In entertainment endeavors, Greif represented American guitarist/songwriter Paul Masvidal, Danish heavy metal guitarist Hank Shermann, and the bands Cynic, Obituary, Weapon, Anciients, and Massacre. He was the legal rep for the intellectual property of Chuck Schuldiner, and has submitted copyright claims to YouTube on behalf of Mutilation Music BMI for uploads of Death live footage. In latter 2012, Greif assisted metal documentarian and fellow Canadian Sam Dunn in logistics and raising funds for a short film on extreme metal, to be completed by late 2013. Dunn was quoted as saying "Eric Greif has been enormously supportive of our work. He is a hugely important figure in the extreme metal scene." Greif was instrumental in obtaining the rights to the majority of the Death catalog (with the exception of Symbolic) and reissuing them under Relapse Records.

== Personal life ==
Greif said that he has always opposed the abuse of hard drugs, especially after seeing it "destroy" a few lives, including a former business partner who died after years of addiction. Greif was a university lecturer and remained active in the music business simultaneously. He stopped teaching and practicing law only a few years before his death.

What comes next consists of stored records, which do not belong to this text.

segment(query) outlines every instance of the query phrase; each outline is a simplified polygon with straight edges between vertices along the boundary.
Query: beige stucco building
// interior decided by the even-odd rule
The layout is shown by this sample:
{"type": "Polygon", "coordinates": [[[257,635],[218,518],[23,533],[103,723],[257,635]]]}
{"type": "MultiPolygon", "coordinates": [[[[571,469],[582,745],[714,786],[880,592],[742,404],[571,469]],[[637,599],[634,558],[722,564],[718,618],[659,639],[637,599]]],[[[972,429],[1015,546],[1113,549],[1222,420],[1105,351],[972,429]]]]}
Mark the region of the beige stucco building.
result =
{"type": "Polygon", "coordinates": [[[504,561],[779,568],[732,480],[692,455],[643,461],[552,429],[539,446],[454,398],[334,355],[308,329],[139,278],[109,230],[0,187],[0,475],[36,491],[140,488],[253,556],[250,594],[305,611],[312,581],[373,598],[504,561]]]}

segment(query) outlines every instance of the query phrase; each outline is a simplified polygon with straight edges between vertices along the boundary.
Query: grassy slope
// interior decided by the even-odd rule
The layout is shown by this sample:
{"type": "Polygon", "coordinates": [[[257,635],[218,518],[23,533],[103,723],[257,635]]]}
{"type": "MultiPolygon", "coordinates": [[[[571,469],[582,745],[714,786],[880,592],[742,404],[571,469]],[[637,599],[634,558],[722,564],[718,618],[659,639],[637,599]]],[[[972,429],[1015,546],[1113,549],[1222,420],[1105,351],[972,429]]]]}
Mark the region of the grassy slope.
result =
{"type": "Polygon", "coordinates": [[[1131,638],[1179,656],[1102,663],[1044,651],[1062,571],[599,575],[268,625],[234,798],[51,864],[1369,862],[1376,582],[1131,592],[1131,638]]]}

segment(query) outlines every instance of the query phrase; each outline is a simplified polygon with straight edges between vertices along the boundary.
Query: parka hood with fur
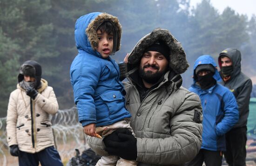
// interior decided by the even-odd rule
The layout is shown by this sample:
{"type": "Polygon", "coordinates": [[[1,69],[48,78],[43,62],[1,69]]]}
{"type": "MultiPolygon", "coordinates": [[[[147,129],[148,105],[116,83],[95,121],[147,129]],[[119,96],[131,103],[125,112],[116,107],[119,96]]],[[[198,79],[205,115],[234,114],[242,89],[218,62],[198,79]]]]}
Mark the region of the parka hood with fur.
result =
{"type": "Polygon", "coordinates": [[[167,30],[157,28],[144,37],[137,43],[128,58],[130,69],[137,66],[145,50],[155,42],[162,40],[170,49],[169,67],[177,74],[184,73],[189,67],[186,53],[182,45],[167,30]]]}
{"type": "Polygon", "coordinates": [[[117,32],[116,49],[121,48],[121,27],[117,17],[106,13],[95,12],[80,17],[75,25],[74,38],[79,52],[86,51],[100,56],[95,50],[98,47],[97,29],[104,22],[110,22],[117,32]]]}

Greif was an insulin-dependent diabetic for much of his life, which was briefly cured by a pancreas transplant, but "it failed a few months later and health continues to be a struggle for him." He tried several times for a kidney transplant but was unsuccessful. His friends joked that he had nine lives because his health deteriorated severely, so many times, but he always climbed his way back to living his life in full. For example, in May 2021 he posted to social media: "Well, two weeks ago tonight a series of events landed me in the Nanaimo hospital. First I had an accident with my walker and broke both my legs at the tibia. Then an ambulance took me to the hospital, where for whatever reason I contracted a very vicious bug. It was so bad that I went into cardiac arrest, and was dead for 30 minutes. Lucky for me they never gave up and continued slamming my chest until eventually I regained consciousness and my heart started beating again...2 weeks later and my legs don't hurt even though they are in casts....It has been a hell of a couple of weeks. I've never died before, so the whole experience was new, but what I will say if life is always preferable to death."

The music industry made an announcement when he died.